The Federalists Introduction

In A Nutshell

With the ratification of the Constitution, the United States celebrated a new political beginning. Yet while most Americans were optimistic, great challenges still lay ahead: national and state debts, a stagnant economy, and foreign threats lurking in Florida, Canada, and the Mississippi Valley. There were internal political divisions, as well. Over the next twelve years, two presidents, George Washington and John Adams, would play the principal role in steering the young nation through these challenges. These Federalist presidents would accomplish a great deal, both domestically and internationally, but by 1800, their party and their policies would be rejected by the American public.

Why Should I Care?

Americans still celebrate George Washington as the father of the country, but the nation that began to take shape during his presidency was not the one he had in mind. The raucous political debate, combative political parties, and broad definition of freedom of speech that emerged during the 1790s are now the very things we associate with healthy democracies. But in Washington's mind, they represented a perversion of republican government and a threat to good order.

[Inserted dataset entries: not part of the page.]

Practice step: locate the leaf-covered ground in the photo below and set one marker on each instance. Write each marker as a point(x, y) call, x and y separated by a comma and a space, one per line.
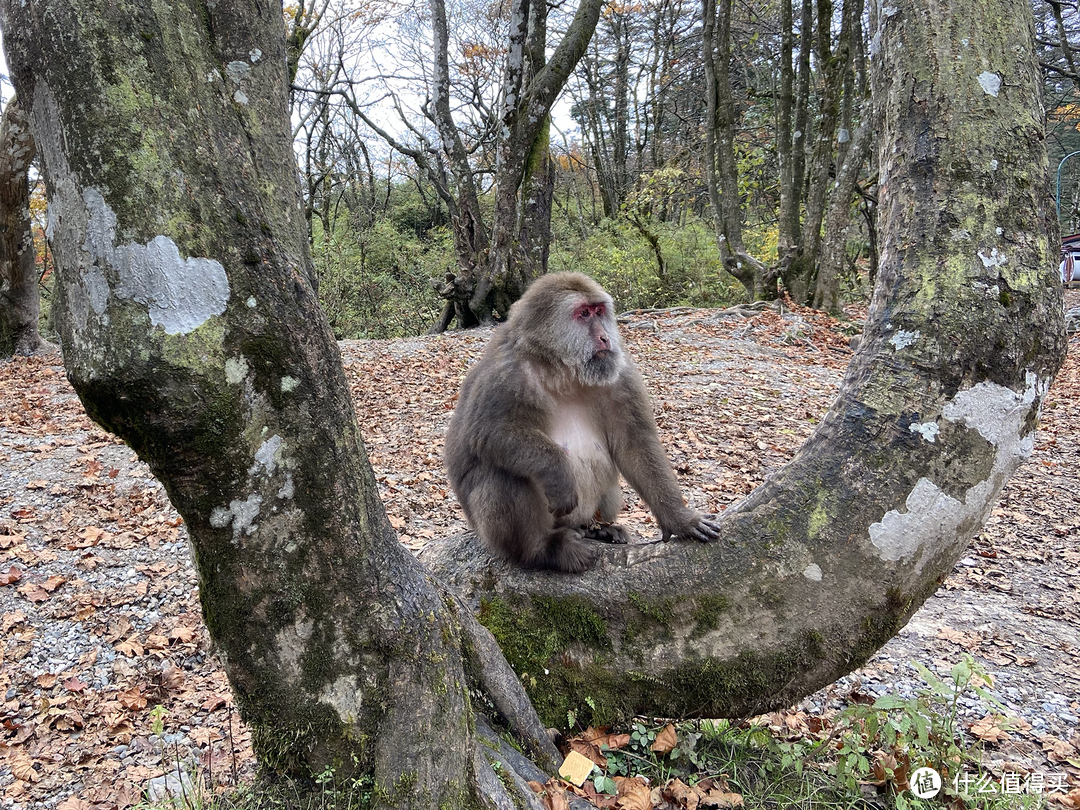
point(98, 602)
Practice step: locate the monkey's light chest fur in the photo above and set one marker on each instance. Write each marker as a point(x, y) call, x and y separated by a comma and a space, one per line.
point(575, 429)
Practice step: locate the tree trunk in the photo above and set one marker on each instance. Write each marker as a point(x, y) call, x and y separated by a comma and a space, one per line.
point(190, 328)
point(493, 272)
point(791, 191)
point(826, 561)
point(720, 169)
point(835, 241)
point(19, 297)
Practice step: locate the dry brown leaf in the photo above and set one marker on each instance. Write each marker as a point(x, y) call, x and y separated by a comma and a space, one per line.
point(34, 592)
point(665, 741)
point(75, 685)
point(133, 699)
point(205, 736)
point(634, 794)
point(181, 634)
point(682, 794)
point(22, 767)
point(131, 647)
point(12, 575)
point(10, 620)
point(989, 729)
point(214, 702)
point(73, 802)
point(171, 676)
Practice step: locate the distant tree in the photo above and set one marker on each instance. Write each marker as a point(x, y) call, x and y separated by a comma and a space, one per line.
point(19, 295)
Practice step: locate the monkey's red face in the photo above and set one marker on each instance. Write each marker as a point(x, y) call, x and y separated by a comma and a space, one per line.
point(592, 316)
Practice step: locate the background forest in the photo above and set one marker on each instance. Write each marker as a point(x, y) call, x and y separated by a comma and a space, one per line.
point(699, 154)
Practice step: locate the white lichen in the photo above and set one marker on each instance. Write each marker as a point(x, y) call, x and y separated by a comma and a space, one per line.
point(235, 369)
point(345, 696)
point(995, 259)
point(930, 515)
point(989, 82)
point(902, 339)
point(240, 513)
point(179, 294)
point(928, 430)
point(268, 455)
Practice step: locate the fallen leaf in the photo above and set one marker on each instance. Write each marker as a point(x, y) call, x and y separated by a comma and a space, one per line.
point(576, 768)
point(131, 647)
point(73, 685)
point(22, 767)
point(634, 794)
point(181, 634)
point(12, 575)
point(989, 729)
point(205, 736)
point(133, 699)
point(34, 592)
point(665, 741)
point(73, 802)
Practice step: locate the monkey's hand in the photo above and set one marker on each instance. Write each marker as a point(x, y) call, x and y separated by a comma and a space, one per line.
point(692, 525)
point(562, 496)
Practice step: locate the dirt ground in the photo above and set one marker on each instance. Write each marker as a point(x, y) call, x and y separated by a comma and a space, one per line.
point(107, 676)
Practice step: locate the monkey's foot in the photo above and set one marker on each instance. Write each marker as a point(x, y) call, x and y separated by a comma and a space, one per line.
point(567, 552)
point(606, 532)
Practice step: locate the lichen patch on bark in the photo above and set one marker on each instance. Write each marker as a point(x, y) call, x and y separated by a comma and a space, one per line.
point(1000, 416)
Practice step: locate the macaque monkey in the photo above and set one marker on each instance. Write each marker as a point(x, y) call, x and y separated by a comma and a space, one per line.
point(547, 420)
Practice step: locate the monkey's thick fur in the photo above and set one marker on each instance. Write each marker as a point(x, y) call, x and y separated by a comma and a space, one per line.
point(548, 418)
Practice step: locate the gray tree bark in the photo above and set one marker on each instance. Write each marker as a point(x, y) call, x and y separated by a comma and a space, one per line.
point(19, 296)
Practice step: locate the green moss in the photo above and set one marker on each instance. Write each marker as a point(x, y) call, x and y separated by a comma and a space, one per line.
point(536, 639)
point(652, 616)
point(706, 613)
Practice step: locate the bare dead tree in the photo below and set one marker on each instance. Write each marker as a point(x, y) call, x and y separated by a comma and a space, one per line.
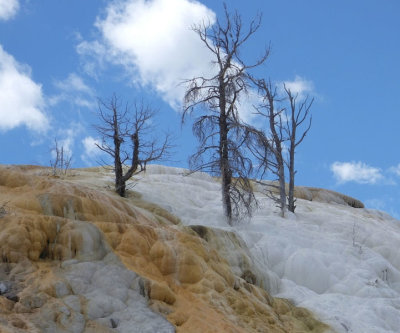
point(125, 137)
point(219, 130)
point(62, 159)
point(298, 114)
point(263, 145)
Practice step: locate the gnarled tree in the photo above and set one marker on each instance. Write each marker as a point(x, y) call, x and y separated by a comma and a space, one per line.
point(285, 116)
point(263, 145)
point(216, 97)
point(125, 137)
point(297, 115)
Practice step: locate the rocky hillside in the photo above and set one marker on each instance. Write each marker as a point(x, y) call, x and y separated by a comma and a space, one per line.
point(75, 257)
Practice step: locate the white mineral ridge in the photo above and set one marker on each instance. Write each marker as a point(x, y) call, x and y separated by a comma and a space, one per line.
point(340, 262)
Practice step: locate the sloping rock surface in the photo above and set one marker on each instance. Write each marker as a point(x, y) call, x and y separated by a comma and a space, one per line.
point(75, 257)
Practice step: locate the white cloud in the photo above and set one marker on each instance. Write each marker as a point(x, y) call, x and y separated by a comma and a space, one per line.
point(74, 83)
point(74, 90)
point(91, 152)
point(8, 9)
point(300, 86)
point(66, 138)
point(21, 99)
point(153, 40)
point(89, 144)
point(358, 172)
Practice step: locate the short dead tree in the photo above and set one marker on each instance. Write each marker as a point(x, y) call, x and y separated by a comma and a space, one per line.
point(126, 138)
point(61, 162)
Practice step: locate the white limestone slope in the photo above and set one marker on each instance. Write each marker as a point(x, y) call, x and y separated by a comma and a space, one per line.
point(341, 262)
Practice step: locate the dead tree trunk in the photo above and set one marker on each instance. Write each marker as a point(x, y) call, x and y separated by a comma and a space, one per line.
point(298, 114)
point(119, 127)
point(220, 130)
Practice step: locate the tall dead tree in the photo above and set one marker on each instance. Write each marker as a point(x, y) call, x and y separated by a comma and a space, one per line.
point(125, 137)
point(272, 143)
point(298, 113)
point(216, 97)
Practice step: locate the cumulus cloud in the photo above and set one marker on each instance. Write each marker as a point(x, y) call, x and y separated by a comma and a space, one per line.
point(153, 40)
point(21, 99)
point(357, 172)
point(299, 86)
point(91, 152)
point(8, 9)
point(74, 90)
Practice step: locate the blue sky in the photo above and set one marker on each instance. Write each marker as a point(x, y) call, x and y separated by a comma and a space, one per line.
point(57, 57)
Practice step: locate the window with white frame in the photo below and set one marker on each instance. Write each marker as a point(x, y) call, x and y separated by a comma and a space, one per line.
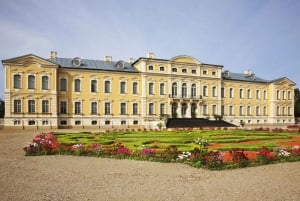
point(45, 106)
point(162, 108)
point(135, 109)
point(45, 82)
point(123, 108)
point(63, 107)
point(94, 84)
point(184, 90)
point(231, 93)
point(162, 88)
point(77, 85)
point(194, 91)
point(17, 106)
point(63, 84)
point(151, 108)
point(257, 94)
point(31, 82)
point(257, 111)
point(107, 108)
point(214, 91)
point(107, 86)
point(151, 88)
point(122, 87)
point(17, 81)
point(135, 88)
point(205, 91)
point(94, 107)
point(174, 89)
point(31, 106)
point(77, 107)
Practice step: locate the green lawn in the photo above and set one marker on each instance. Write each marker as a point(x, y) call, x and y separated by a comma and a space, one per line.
point(183, 140)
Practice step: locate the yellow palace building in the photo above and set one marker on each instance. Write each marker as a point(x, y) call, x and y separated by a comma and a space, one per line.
point(60, 92)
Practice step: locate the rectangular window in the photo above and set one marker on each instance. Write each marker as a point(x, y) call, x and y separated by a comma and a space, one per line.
point(123, 87)
point(123, 108)
point(77, 108)
point(205, 110)
point(135, 108)
point(45, 82)
point(162, 108)
point(134, 88)
point(63, 107)
point(223, 92)
point(241, 93)
point(231, 93)
point(94, 86)
point(31, 82)
point(107, 108)
point(17, 81)
point(205, 93)
point(162, 89)
point(257, 94)
point(77, 86)
point(31, 106)
point(107, 86)
point(45, 106)
point(151, 88)
point(94, 108)
point(151, 108)
point(63, 84)
point(17, 106)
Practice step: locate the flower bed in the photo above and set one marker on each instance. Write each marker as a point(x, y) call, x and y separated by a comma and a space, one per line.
point(46, 143)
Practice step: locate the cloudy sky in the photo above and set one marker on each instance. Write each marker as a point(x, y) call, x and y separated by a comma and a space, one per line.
point(260, 35)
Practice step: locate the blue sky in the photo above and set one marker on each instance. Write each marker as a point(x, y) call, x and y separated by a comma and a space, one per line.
point(260, 35)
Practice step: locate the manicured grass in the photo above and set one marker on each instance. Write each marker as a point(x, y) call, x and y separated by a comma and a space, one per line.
point(182, 139)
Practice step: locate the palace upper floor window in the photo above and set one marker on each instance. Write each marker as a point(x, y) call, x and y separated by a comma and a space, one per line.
point(45, 82)
point(17, 81)
point(63, 84)
point(77, 85)
point(94, 84)
point(31, 82)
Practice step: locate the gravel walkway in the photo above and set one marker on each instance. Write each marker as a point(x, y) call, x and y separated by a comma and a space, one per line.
point(87, 178)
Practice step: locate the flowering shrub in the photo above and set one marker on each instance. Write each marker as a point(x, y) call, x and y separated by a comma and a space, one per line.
point(238, 157)
point(43, 143)
point(147, 152)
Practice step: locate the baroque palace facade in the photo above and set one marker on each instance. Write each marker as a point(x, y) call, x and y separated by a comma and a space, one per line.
point(82, 93)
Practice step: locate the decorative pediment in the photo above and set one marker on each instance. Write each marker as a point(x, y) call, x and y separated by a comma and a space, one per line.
point(28, 60)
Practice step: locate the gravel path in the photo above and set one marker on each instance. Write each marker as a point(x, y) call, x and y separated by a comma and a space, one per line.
point(87, 178)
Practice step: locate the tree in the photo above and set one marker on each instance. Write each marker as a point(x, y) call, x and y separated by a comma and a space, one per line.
point(2, 108)
point(297, 103)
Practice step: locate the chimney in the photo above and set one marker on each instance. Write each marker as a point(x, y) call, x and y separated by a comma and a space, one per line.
point(151, 55)
point(53, 55)
point(108, 59)
point(131, 60)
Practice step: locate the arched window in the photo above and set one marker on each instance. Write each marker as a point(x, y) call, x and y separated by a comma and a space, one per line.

George Washington was not the only founding father anxious to avoid these sorts of politically divisive behaviors. Most Americans believed that the survival of the republic depended on the public's willingness to set aside local and individual interests for the sake of the general welfare. And in fact, Americans turned to Washington in the dark days of the 1780s because he seemed to be the only person able to bring the whole country together behind a common vision. But in this Washington would ultimately fail, and the political landscape he passed on to his successor, John Adams, would be even more bitterly divided than the one he inherited.

There is no denying Washington's importance to American history. His support for the new government was essential to its success, and his economic and foreign policies laid an important foundation for the new nation. But his political philosophy and style simply did not suit the more energetic and democratic political arena that was emerging. While his designation as father of the nation is in many ways deserved, the political order that emerged during the 1790s might at best be considered his unwanted stepchild.